Die Nichtigkeitsbeschwerde wird zurückgewiesen.

Zur Entscheidung über die Berufungen werden die Akten dem Oberlandesgericht Wien zugeleitet.

Der Angeklagten G* H* fallen auch die Kosten des bisherigen Rechtsmittelverfahrens zur Last.

Text

Gründe:

[1] Mit dem angefochtenen Urteil wurde – soweit hier von Bedeutung – G* H* des Verbrechens der fortgesetzten Gewaltausübung nach (richtig:) § 107b Abs 1, 3 und 4 zweiter Fall StGB (zu richtig: II/) schuldig erkannt.

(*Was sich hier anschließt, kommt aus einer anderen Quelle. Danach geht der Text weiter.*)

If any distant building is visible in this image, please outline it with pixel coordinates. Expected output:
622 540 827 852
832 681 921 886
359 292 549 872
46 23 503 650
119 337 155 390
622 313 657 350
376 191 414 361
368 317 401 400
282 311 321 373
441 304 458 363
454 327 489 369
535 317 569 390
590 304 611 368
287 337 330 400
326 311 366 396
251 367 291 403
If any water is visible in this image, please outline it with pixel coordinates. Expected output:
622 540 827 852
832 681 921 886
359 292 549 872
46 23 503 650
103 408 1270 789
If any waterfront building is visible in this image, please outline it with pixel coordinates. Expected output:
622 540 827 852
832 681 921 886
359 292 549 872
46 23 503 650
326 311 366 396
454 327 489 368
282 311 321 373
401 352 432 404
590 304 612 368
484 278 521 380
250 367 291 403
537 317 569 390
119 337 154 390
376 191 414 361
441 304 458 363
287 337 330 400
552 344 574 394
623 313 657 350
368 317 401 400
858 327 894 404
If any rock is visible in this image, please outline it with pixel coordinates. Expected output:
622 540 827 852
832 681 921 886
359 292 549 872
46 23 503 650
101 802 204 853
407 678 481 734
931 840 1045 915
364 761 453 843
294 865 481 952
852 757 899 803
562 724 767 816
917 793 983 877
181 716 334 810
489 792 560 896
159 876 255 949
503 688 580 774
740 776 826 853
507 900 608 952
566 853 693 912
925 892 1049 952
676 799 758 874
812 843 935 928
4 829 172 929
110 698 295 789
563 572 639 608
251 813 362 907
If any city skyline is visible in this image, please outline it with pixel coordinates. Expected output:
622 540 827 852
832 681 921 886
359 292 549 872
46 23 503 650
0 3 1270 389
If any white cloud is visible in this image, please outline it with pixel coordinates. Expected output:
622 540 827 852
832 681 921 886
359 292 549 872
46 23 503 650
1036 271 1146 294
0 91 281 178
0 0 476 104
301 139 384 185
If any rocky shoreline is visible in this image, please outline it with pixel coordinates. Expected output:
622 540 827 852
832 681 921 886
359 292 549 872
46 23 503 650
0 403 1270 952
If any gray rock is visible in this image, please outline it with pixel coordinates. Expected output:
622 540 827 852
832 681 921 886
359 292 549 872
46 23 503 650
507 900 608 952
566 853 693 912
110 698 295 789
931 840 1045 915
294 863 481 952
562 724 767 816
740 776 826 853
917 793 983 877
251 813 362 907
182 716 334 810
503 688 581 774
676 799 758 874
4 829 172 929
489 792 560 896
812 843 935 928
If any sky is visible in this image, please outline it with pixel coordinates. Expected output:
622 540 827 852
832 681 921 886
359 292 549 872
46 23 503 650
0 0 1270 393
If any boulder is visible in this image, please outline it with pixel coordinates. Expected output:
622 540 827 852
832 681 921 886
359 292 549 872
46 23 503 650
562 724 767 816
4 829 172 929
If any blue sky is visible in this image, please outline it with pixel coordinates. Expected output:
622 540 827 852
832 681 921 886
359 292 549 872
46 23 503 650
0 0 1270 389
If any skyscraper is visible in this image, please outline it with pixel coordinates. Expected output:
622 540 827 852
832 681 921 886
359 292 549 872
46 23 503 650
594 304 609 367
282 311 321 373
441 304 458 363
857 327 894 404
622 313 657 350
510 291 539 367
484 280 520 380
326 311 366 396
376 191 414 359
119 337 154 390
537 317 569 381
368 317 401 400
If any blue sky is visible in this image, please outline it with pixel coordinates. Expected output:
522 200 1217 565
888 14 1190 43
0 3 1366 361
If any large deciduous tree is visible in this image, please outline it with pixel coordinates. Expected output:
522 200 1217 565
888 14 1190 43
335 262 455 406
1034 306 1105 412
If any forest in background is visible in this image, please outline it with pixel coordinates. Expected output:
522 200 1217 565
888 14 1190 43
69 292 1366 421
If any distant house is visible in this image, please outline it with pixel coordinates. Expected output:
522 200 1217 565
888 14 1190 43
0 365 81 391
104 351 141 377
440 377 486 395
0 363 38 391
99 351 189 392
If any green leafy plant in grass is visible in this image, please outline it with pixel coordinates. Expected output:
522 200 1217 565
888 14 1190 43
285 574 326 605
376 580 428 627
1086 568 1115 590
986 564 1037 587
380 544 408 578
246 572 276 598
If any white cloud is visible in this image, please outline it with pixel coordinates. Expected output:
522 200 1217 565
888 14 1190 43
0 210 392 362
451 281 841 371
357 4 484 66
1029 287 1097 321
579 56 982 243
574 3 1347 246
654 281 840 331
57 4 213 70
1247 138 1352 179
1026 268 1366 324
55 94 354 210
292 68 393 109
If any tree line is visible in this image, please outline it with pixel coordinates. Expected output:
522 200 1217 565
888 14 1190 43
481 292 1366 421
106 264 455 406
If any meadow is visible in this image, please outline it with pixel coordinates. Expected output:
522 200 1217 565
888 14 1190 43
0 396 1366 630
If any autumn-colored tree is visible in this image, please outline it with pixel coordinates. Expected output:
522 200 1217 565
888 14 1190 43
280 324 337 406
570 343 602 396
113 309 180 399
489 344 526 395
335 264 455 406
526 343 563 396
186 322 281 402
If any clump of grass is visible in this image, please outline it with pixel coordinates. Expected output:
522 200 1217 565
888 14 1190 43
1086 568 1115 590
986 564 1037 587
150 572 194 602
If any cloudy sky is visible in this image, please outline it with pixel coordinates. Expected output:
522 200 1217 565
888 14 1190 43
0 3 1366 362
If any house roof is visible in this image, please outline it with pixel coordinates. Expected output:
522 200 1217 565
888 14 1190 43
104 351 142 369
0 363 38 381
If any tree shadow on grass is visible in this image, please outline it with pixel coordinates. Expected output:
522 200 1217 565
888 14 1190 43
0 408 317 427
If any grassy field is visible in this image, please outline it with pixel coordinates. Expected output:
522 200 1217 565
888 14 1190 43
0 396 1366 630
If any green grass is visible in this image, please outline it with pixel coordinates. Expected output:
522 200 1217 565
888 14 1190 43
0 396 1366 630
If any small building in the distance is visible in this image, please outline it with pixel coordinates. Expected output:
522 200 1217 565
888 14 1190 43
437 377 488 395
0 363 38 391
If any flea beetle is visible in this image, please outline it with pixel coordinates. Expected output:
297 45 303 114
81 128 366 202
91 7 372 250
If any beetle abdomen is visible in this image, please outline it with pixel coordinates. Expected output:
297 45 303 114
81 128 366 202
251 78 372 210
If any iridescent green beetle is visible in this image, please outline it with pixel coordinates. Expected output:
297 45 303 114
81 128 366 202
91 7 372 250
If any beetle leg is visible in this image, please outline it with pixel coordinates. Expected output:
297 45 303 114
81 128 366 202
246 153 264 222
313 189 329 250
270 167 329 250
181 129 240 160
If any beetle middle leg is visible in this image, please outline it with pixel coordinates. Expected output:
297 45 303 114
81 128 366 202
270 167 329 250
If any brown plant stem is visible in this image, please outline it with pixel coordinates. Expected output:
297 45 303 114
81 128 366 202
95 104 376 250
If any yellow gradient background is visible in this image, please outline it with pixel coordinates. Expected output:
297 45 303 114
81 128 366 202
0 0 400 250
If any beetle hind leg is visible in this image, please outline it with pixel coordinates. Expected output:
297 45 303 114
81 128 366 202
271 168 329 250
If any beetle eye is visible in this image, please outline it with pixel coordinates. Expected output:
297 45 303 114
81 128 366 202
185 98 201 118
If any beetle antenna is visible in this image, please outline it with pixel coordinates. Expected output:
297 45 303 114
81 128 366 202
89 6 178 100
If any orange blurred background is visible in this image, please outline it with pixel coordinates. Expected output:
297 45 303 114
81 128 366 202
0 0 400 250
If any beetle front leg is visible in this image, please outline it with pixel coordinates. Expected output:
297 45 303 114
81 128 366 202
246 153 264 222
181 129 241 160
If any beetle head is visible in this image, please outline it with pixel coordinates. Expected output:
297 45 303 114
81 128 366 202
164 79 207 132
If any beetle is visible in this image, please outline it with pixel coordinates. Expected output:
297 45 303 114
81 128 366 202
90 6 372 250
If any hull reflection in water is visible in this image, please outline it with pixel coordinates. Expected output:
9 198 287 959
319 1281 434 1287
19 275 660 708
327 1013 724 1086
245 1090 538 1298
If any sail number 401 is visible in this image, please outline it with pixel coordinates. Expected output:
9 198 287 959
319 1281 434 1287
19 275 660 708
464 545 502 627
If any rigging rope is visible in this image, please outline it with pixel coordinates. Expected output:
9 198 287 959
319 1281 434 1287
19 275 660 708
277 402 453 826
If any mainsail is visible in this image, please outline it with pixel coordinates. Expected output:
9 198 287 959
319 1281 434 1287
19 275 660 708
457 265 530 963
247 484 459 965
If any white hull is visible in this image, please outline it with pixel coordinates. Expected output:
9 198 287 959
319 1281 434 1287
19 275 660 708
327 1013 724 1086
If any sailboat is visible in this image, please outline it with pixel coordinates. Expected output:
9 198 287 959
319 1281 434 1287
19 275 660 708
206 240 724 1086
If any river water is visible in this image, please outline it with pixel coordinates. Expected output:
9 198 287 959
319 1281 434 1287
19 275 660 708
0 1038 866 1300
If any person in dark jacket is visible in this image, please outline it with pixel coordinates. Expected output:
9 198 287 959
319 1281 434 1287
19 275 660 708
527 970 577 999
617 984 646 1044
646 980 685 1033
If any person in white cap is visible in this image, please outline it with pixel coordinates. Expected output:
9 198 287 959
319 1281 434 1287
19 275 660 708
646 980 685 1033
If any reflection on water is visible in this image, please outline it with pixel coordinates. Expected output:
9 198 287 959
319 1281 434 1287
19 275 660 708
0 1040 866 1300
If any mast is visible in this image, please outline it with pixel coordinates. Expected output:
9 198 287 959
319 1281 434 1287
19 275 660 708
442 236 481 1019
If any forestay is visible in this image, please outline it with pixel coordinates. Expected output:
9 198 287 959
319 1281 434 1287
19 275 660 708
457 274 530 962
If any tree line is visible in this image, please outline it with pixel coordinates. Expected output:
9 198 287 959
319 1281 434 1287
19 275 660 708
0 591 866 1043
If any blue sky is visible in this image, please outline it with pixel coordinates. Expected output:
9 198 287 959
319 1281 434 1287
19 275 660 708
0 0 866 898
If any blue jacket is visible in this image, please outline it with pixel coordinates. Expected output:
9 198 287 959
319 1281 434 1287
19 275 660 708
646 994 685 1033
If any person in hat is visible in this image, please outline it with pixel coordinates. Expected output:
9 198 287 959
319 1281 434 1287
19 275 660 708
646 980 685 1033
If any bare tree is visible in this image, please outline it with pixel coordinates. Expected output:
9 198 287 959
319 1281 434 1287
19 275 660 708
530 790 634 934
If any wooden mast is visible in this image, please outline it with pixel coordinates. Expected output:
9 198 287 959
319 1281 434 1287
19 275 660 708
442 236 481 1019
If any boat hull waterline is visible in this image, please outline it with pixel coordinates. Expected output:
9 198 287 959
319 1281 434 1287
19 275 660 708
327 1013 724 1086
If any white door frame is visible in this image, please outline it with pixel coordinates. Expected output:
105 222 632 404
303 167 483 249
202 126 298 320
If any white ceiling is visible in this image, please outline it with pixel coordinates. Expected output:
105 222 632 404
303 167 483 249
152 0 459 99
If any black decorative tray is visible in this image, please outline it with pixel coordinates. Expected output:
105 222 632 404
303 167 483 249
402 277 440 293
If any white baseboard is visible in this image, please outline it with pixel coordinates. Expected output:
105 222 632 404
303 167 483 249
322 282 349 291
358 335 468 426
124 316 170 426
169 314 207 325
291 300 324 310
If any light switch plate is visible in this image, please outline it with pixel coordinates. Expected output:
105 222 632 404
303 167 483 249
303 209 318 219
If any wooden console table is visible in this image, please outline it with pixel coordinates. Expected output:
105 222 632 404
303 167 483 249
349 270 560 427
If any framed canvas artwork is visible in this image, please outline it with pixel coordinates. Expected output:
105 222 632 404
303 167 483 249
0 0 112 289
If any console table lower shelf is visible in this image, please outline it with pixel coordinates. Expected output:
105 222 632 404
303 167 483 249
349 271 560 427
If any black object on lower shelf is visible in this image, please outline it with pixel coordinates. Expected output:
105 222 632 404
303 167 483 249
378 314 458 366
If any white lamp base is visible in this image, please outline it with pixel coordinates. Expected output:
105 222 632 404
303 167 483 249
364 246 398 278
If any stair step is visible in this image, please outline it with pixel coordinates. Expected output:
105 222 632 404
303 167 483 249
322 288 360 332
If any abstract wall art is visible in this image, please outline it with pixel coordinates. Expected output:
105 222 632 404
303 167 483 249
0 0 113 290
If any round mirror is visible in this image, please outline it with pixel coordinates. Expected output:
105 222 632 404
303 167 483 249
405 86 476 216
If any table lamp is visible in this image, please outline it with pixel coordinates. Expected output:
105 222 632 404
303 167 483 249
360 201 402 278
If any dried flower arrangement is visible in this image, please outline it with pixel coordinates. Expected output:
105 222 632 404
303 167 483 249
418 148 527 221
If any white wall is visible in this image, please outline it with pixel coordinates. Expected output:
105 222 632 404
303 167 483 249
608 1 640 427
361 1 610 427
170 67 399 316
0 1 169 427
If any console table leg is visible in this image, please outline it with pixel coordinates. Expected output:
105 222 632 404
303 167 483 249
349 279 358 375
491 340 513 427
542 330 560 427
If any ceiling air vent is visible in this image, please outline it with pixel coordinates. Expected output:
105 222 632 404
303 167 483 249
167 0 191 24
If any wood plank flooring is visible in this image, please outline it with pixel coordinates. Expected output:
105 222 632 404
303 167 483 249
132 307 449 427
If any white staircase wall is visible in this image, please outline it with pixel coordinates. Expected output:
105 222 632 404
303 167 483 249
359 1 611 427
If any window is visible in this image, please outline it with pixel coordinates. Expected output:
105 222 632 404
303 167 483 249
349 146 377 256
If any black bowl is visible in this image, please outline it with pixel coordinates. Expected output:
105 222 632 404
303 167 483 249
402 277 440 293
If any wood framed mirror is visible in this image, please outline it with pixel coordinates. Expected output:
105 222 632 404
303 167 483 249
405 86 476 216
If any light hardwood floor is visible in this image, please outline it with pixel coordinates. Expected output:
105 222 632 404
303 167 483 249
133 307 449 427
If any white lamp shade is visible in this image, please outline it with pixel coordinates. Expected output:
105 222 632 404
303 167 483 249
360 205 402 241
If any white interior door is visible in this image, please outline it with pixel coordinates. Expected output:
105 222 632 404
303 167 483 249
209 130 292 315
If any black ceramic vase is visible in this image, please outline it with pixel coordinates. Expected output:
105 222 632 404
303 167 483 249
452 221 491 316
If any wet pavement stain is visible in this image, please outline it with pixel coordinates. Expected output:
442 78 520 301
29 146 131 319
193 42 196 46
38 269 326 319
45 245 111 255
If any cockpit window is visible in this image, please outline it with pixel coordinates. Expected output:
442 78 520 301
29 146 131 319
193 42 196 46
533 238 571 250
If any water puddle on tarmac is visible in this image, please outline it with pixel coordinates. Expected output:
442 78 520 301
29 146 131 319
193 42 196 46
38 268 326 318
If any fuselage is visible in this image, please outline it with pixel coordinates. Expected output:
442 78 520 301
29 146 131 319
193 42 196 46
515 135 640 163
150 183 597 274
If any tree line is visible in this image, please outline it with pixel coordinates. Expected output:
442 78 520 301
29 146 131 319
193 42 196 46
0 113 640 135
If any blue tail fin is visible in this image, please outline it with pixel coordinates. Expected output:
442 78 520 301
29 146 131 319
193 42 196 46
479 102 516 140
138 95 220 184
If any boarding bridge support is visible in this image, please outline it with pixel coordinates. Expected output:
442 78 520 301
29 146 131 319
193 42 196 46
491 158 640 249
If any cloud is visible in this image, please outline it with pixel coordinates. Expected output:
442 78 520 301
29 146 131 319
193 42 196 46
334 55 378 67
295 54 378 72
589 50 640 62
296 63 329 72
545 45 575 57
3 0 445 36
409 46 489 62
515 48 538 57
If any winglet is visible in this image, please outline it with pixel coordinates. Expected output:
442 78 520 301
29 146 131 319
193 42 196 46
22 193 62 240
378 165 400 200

[2] Danach hat sie (zu II/) von 2013 bis zum 27. Mai 2023 in W* gegen ihre Tochter F* H* durch fortlaufende Misshandlungen, vorsätzliche Körperverletzungen, gefährliche Drohungen, Nötigungen und Freiheitsentziehungen fortgesetzt Gewalt ausgeübt, wobei sie durch die Tat eine umfassende Kontrolle deren Verhaltens herstellte und eine erhebliche Einschränkung deren autonomer Lebensführung bewirkte, indem sie F* H*

A/ zumindest dreimal pro Woche ohrfeigte oder mit Kabeln und diversen Gegenständen, wie einer Fernbedienung und einem Staubsauger, gegen Oberarme und Oberschenkel schlug sowie Gegenstände nach ihr warf, wodurch diese Hämatome und teils blutende Striemen erlitt;

B/ wiederholt durch Drohungen mit zumindest einer Verletzung am Körper und an der Freiheit zu Handlungen und Unterlassungen, nämlich dazu, das Haus nicht zu verlassen, sich anders zu kleiden und keine Piercings zu tragen, nötigte, wobei sie ihr gegenüber unter anderem sinngemäß angab, M* H* (der Vater des Opfers) werde sie erwürgen oder schlagen, wenn sie den Eltern nicht gehorche, und sie wiederholt unter Vorhalt eines Brotmessers mit zumindest einer Verletzung am Körper bedrohte;

C/ wiederholt in der Wohnung einsperrte und ihr so die persönliche Freiheit entzog, insbesondere Ende Juni/Anfang Juli 2017, wobei sie rund 48 Stunden in ihrem Zimmer eingesperrt war;

D/ am 27. Mai 2023, nachdem sie von ihrem Vater misshandelt und verletzt worden war, mehrere Ohrfeigen versetzte.

Rechtliche Beurteilung

[3] Die inhaltlich nur gegen (richtig:) Punkt II/ des Schuldspruchs aus den Gründen der Z 5 und 5a des § 281 Abs 1 StPO ergriffene Nichtigkeitsbeschwerde der Angeklagten G* H* ist nicht im Recht.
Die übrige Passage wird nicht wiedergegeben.